While the setup on the surface isn't very original in that it's basically just another haunted house movie, it's the execution that makes all the difference in the world. This film really understands what makes great horror; it's not just that it scares you or unnerves you. Horror comes from theme and tone. The tone of the film is unforgiving, with harsh inconveniences like a soup bowl full of sharp glass (which actually does happen in the movie) adding to the "Can't life just cut these people a break?" tone that the film sets up. The themes are equally as dark, with the film exploring grief, loss and even domestic unrest by using the Babadook monster. This is the kind of thing that horror was made for and yet for some reason never does: analyzing the darkest parts of the human condition with the scariest scenarios possible.

The characters of Amelia and her son Sam have an interesting dynamic throughout the film. It starts out with the audience being on the mother's side, since she's trying to handle an extremely difficult child while also balancing a job and her own personal tragedy. We find the kid just as annoying as she does and just want life to give her a break. However, without spoiling anything, the film has a great way of slowly turning the tables on you, to the point where you're rooting for the kid and against the mother. No, I'm not gonna tell you how that happens. Watch the movie.

The screenplay is actually pretty good for the most part, utilizing visual storytelling and subtle dialogue to allow the audience to piece together Amelia's tragic backstory. That would've been fantastic if not for a single line of dialogue that tells you precisely what happened. I'm convinced that if you took out this one line it would've made the entire movie a hundred times better. It would've allowed the audience to engage in the story and therefore be more drawn in and invested. It just goes to show how a film can be lessened in quality by the smallest of mistakes.

Technical
I as I said before, what makes a horror movie really work is tone and it's up to everybody behind the camera to make sure that the tone is well built or else the entire thing falls apart.

The set design is what really jumps out at me when I think of the technical side of the movie. Literally everything in the film is shades of white, grey or black. It creates this gothic atmosphere, like those old horror movies set in an old abandoned mansion. The colors of the sets also help emphasize the feeling of death, as if the absence of life has literally sucked the color out of Amelia's life.

The sets are helped immensely by the lighting. Every shot is lit in either dark grey or hard white light. This not only helps cement the gothic atmosphere, but it helps emphasize the flaws in the literal framework. Every crack and crease on the walls, every bump and wrinkle in human skin are all called into sharp focus by the sharp shadows they cast. It once again adds to the gothic, haunted mansion atmosphere, making everything look older and more broken down.

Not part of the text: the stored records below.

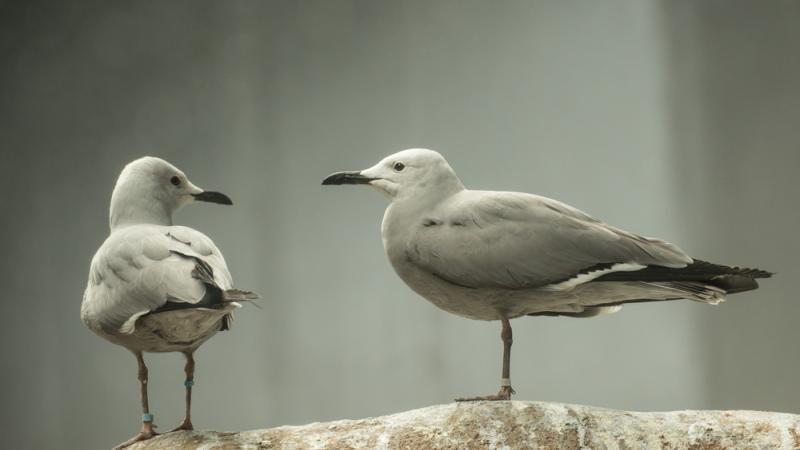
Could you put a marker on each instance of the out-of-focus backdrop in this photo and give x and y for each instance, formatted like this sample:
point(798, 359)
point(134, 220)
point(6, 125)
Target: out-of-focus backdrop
point(676, 119)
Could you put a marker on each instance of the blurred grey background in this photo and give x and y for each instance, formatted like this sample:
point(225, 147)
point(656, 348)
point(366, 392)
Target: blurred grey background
point(676, 119)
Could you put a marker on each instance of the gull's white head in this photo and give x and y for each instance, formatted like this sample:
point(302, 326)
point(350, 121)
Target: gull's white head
point(150, 189)
point(411, 174)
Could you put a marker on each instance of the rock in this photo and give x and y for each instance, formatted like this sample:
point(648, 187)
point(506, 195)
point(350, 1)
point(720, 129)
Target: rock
point(513, 425)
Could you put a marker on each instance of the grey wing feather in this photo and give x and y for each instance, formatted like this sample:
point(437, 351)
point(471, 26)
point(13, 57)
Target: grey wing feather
point(138, 269)
point(514, 240)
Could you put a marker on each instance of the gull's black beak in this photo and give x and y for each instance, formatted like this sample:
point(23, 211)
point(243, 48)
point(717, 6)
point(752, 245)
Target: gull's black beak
point(213, 197)
point(347, 178)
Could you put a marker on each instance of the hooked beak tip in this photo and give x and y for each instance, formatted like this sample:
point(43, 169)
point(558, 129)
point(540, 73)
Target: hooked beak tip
point(213, 197)
point(346, 178)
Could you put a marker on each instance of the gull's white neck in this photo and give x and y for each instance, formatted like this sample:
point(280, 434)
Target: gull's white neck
point(129, 207)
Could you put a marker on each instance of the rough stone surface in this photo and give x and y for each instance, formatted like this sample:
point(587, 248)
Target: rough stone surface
point(513, 425)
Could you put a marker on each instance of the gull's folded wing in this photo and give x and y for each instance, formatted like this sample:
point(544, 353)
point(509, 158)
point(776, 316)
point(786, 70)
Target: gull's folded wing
point(140, 269)
point(512, 240)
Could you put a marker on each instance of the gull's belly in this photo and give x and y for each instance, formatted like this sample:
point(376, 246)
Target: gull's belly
point(494, 303)
point(172, 331)
point(477, 304)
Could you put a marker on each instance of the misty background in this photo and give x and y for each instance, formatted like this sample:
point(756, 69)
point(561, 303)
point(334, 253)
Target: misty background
point(675, 119)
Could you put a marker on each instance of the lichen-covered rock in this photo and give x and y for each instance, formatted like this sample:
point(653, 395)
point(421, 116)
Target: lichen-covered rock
point(513, 425)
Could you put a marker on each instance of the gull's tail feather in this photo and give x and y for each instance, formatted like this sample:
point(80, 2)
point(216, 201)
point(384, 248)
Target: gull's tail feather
point(699, 273)
point(239, 295)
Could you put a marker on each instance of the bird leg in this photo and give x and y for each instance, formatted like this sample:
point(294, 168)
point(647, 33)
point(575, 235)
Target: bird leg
point(505, 382)
point(189, 370)
point(148, 429)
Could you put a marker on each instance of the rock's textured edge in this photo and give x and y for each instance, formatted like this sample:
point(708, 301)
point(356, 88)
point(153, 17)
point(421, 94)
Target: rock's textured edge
point(513, 425)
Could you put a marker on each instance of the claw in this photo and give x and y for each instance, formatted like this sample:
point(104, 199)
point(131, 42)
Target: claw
point(147, 432)
point(504, 394)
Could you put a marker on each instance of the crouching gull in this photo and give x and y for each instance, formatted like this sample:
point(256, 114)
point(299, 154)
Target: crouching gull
point(154, 286)
point(490, 255)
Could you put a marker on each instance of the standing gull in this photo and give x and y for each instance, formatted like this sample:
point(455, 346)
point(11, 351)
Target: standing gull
point(489, 255)
point(154, 286)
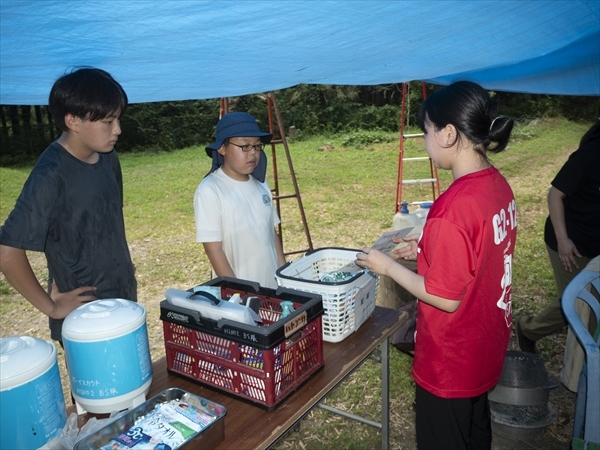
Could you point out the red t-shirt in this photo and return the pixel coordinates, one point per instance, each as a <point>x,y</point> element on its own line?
<point>465,253</point>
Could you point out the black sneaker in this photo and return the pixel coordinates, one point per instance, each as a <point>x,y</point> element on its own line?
<point>525,344</point>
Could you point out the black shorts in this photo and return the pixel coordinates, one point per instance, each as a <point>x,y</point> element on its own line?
<point>452,423</point>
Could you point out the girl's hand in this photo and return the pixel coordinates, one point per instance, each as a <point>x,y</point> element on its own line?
<point>375,261</point>
<point>408,252</point>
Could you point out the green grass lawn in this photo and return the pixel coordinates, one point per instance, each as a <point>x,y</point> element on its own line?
<point>348,191</point>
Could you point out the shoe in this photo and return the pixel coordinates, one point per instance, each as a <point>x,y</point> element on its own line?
<point>525,344</point>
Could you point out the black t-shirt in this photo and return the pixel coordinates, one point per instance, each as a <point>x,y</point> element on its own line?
<point>73,212</point>
<point>579,180</point>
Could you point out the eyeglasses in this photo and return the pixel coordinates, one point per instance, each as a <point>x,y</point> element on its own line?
<point>246,148</point>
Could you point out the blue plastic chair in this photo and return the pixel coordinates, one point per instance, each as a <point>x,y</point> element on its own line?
<point>586,426</point>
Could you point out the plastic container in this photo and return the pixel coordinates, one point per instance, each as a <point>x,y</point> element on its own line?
<point>107,355</point>
<point>405,219</point>
<point>211,307</point>
<point>347,303</point>
<point>262,364</point>
<point>206,439</point>
<point>31,396</point>
<point>423,210</point>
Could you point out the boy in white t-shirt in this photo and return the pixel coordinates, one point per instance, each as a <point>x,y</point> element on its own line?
<point>233,205</point>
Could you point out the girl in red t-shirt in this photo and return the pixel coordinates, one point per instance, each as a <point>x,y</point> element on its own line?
<point>464,259</point>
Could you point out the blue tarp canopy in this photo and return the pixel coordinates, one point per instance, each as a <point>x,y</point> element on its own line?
<point>180,50</point>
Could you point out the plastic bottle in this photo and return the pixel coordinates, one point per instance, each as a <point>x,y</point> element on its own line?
<point>405,219</point>
<point>423,210</point>
<point>287,308</point>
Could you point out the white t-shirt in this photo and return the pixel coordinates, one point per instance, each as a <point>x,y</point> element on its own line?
<point>241,215</point>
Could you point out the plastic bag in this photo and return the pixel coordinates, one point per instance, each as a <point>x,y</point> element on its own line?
<point>70,434</point>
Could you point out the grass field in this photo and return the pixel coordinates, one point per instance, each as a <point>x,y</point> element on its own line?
<point>348,191</point>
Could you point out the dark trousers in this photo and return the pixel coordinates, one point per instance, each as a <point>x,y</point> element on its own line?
<point>452,423</point>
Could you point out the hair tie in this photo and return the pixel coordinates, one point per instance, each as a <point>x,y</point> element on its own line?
<point>492,125</point>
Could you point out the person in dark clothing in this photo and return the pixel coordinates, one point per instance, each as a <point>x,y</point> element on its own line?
<point>71,206</point>
<point>572,235</point>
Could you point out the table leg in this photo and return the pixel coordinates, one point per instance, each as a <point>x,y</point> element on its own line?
<point>385,394</point>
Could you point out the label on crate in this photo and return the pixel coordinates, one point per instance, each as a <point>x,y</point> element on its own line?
<point>295,324</point>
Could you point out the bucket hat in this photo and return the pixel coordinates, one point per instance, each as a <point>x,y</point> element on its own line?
<point>237,124</point>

The sound design is also a huge standout. Some of the biggest frights of the movie come strictly from the sounds you hear. Disembodied voices, creaks of footsteps on wood in the dead of night and the noises the monster makes are chillingly effective.

What works most of all about the film, though, is the way they handle Mister Babadook; we rarely ever see him. You never see his face outside of subliminal flashes that are there and gone faster than you can blink, he's constantly left in shadow and just the outline of his figure is enough to frighten you.

The actors are really good. Essie Davis gives an astonishing performance, going through a wide variety of emotions from stress, depression, relief and paralyzing fear without missing a beat. I'm not sure I'd go so far as other critics and say it's Oscar worthy, but it's still fantastic. The kid is mostly pretty good, giving a really emotional, convincing performance. Sometimes his voice can get a bit flat, but that's a rare occurrence.

Summary: The Babadook is the most pants-crapping experience I've had with a horror film since I don't know when. It's incredibly intense, engagingly atmospheric and has finally bought my respect back for the horror genre. If you're not into horror, you won't enjoy it. However, if you've been looking for the next really smart, really scary horror movie you've come to the right place.